ちなみに蕎麦屋に行って、うどんを頼む人がいますが、蕎麦屋にとってはいいカモです。蕎麦屋というのは蕎麦だけではあまり儲かりません。有名店で、べらぼうに高い金額で蕎麦を売れるならいいのですが、良心的な価格の店は、うどんを売る事によって儲けている部分もあるのです。
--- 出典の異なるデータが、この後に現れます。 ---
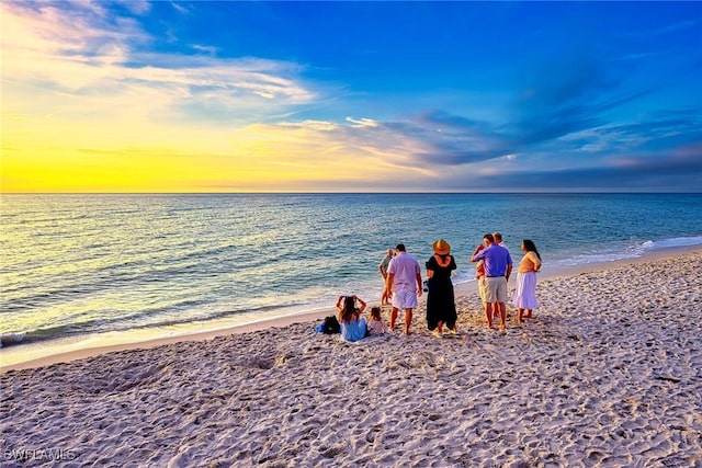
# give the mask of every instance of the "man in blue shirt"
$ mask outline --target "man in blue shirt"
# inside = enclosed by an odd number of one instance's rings
[[[480,293],[485,297],[485,318],[487,319],[487,328],[492,328],[492,311],[500,316],[500,330],[507,328],[507,310],[505,301],[507,300],[507,282],[512,273],[512,258],[509,250],[495,243],[492,235],[483,236],[483,246],[475,248],[471,260],[478,262],[484,260],[485,281],[480,284]]]

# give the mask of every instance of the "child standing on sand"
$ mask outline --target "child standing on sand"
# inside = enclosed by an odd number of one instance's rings
[[[378,306],[371,307],[371,318],[367,321],[369,336],[383,334],[387,331],[387,324],[381,316],[381,308]]]

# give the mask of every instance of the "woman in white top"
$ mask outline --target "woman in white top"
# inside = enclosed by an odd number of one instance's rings
[[[512,303],[519,310],[519,323],[530,319],[533,309],[539,307],[536,300],[536,272],[541,270],[541,255],[533,241],[524,239],[521,244],[524,252],[517,270],[517,289]]]

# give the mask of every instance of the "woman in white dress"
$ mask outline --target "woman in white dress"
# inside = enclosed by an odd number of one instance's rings
[[[517,270],[517,289],[512,303],[519,310],[519,323],[530,319],[533,309],[539,307],[536,300],[536,272],[541,270],[541,255],[533,241],[524,239],[521,244],[524,252]]]

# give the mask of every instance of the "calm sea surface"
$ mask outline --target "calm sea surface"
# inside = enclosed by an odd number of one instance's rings
[[[0,357],[375,301],[398,242],[423,265],[445,238],[469,282],[494,230],[545,270],[641,256],[702,244],[702,194],[2,195]]]

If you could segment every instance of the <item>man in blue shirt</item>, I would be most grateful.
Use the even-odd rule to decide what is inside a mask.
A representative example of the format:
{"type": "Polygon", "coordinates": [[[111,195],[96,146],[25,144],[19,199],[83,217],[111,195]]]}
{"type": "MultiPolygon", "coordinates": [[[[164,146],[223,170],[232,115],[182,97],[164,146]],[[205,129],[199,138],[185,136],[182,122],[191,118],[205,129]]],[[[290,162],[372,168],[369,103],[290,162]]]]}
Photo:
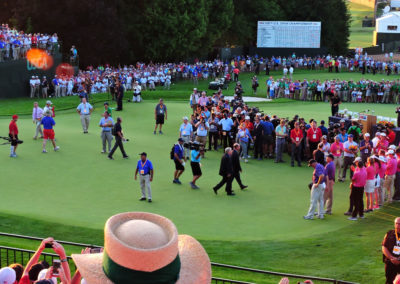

料理屋が旨い物を出すのは当たり前です。どんな料理であってもプロである以上、客を満足させるのが当たり前だからです。たかが、うどんごときを必要以上に煽ったりするのはバカげています。過剰に対象を煽るのは結果的に自滅に追い込みかねませんし、そうでないとしても、本当に旨い物を食べる贅沢を生み出す構造をどんどんぶち壊してもいます。流行っているという記号を消費するのは、コミュニケーションのネタにはなるのかもしれませんが、何の為に食べるのか、どういうものを食べたいのか、というそもそもの目的を忘れず、冷静になる事が重要だと思うのです。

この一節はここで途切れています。